Figure 3. Compile-time components of PipeGen. The file IO redirector (IORedirect) generates a data pipe to transfer data via a socket, while the format optimizer (FormOpt) improves efficiency for text-oriented formats. (Source: Brandon Haynes et al., University of Washington.)

Data pipes are created in two steps. First, PipeGen executes the data export unit tests and analyzes the DBMS binary to create an export data pipe that transmits data via a network socket rather than the disk. Then, PipeGen uses the import unit tests to create an import data pipe that reads data from a network socket rather than a disk file. The same tests are used to validate the correctness of the generated data pipes. To use the generated pipes, users issue queries that export and import from disk files using a special filename, whereupon PipeGen creates a network socket and connects the generated import and export pipes to transmit data.

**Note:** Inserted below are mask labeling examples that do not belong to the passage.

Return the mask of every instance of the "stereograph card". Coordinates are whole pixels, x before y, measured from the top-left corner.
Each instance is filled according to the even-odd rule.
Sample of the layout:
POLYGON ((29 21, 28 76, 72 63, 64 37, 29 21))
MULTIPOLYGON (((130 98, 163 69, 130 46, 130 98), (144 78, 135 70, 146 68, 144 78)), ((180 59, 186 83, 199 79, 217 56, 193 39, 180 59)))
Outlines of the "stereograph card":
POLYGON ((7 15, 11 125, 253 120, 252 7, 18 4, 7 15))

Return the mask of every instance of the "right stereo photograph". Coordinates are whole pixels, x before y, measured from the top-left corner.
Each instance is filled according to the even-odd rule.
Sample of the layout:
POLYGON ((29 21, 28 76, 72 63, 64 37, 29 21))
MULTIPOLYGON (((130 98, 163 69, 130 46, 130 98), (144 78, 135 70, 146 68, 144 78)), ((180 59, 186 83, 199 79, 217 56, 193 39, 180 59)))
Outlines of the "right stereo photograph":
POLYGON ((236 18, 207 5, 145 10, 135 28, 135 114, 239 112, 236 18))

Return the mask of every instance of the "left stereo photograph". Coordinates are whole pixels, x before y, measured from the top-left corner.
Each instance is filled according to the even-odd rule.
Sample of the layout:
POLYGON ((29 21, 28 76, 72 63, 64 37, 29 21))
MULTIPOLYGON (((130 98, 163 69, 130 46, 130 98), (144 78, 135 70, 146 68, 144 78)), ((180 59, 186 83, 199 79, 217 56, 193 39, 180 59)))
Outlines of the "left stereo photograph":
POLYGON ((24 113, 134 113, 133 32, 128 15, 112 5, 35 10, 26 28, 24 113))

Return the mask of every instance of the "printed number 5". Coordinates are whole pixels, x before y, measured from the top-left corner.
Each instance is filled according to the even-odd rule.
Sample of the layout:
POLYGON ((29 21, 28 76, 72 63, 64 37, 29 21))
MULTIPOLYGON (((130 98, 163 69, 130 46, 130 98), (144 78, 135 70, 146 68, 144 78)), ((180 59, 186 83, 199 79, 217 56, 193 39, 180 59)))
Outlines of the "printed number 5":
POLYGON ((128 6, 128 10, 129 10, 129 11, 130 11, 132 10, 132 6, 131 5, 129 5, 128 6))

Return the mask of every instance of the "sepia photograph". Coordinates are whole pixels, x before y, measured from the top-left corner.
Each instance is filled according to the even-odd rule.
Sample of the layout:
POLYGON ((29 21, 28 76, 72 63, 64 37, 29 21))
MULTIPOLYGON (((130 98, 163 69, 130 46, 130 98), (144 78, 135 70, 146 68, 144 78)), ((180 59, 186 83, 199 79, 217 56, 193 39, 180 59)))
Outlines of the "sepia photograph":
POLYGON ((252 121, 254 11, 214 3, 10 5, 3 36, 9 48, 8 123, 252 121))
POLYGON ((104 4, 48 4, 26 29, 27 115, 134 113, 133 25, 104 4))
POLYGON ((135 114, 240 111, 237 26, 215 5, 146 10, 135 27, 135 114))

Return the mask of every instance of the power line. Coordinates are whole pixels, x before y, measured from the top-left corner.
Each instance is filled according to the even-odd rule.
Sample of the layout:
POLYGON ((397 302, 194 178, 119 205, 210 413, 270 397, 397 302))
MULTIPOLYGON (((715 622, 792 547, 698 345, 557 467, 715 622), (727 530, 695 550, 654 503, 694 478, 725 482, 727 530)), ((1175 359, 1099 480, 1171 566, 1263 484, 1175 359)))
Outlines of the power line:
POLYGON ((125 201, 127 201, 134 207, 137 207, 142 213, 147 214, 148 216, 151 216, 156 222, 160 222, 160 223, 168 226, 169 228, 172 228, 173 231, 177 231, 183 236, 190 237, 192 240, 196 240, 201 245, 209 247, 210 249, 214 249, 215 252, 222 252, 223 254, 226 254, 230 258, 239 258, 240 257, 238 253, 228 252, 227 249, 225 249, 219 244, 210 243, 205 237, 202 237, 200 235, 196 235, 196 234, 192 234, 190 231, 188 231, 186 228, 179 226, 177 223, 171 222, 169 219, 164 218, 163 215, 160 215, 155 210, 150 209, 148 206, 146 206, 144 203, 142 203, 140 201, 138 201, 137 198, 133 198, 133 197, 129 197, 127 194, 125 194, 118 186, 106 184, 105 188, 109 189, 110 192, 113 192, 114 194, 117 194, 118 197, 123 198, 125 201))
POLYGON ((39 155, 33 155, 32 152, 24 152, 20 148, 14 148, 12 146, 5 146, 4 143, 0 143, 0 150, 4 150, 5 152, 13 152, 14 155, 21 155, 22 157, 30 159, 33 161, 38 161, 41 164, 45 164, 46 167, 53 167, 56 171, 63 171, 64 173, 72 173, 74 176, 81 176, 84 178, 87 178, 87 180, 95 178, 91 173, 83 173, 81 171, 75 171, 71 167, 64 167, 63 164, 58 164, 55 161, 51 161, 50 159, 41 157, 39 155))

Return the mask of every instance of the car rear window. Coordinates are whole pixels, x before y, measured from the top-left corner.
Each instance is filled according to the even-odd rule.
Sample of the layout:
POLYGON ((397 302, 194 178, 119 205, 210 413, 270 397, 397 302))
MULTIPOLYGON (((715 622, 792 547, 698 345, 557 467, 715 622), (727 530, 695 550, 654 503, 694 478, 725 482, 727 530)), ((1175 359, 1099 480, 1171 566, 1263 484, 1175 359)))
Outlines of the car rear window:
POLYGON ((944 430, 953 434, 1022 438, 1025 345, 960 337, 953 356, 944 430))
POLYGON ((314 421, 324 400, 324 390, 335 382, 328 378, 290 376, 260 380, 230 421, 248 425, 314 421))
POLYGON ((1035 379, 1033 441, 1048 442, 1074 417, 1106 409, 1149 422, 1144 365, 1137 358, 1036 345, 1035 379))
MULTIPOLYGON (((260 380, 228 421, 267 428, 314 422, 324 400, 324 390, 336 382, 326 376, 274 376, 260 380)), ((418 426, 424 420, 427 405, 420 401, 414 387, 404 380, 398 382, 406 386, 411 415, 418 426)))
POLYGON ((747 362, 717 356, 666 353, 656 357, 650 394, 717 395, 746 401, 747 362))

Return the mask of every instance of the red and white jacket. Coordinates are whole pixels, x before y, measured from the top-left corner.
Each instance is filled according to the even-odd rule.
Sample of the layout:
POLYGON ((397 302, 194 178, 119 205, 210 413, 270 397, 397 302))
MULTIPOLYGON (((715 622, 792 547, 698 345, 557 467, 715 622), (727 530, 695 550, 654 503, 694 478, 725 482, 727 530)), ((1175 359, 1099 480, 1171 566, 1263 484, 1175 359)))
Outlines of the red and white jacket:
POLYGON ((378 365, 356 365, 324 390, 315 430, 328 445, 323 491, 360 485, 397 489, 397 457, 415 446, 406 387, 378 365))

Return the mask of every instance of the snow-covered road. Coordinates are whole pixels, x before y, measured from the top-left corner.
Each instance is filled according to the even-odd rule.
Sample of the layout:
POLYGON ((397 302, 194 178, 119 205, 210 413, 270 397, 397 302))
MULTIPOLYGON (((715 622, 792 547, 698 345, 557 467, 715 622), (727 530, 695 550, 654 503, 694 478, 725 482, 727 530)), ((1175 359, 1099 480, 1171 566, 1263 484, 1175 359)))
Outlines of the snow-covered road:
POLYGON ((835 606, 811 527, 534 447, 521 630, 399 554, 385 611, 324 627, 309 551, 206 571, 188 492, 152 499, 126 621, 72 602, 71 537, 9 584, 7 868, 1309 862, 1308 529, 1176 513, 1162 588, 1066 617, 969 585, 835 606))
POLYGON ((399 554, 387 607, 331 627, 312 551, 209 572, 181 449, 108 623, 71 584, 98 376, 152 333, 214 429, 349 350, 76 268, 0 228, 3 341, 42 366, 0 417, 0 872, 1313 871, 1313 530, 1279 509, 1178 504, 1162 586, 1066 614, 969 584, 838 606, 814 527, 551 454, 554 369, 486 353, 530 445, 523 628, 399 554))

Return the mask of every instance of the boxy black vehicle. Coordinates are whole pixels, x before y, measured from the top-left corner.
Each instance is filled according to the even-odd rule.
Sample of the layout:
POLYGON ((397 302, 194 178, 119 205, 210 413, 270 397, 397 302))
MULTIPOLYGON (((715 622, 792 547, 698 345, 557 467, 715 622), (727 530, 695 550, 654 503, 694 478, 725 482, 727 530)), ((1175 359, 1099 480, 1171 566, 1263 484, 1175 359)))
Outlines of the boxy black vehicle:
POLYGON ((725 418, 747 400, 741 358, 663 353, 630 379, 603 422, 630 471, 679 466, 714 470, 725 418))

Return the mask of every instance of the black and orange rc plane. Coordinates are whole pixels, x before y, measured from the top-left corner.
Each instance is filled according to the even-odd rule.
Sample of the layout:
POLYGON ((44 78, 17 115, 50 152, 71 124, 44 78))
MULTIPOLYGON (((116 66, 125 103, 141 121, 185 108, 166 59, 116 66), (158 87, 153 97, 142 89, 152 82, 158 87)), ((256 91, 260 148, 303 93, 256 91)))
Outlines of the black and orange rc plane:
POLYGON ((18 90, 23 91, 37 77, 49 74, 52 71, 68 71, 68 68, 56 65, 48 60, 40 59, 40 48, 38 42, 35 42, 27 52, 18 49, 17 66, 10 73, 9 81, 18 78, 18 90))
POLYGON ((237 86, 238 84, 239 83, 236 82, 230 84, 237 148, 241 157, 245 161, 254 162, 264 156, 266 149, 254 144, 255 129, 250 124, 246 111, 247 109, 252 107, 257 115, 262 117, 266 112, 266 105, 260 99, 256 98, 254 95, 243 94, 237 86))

To further speed up data transfer, PipeGen comes with a number of optimizations. First, PipeGen attempts to transmit data using binary rather than text-oriented formats. This is done by serializing data using external binary encoders (Apache Arrow in our current implementation) rather than text encoders in the generated pipes. As another optimization, PipeGen analyzes the code in an attempt to identify and eliminate textual delimiters during data transfer. If the source and target DBMSs support multiple threads, then PipeGen will utilize them to transfer data in parallel. Finally, PipeGen compresses the encoded data to further reduce transfer time.

Our experiments show that PipeGen can generate data pipes that speed up data transfer between DBMSs by up to 3.8X, both when the source and target DBMSs are colocated on a single node, and when they are located across different data centers. Figure 4 shows the speed-up when using PipeGen’s data pipes and transferring data between five pairs of DBMSs.

Figure 4: Total speedup between file system and PipeGen for 10 billion elements, each with a unique integer key in the range [0,n] followed by three (integer ∈ [0, n], double) pairs. (Source: Brandon Haynes et al., University of Washington.)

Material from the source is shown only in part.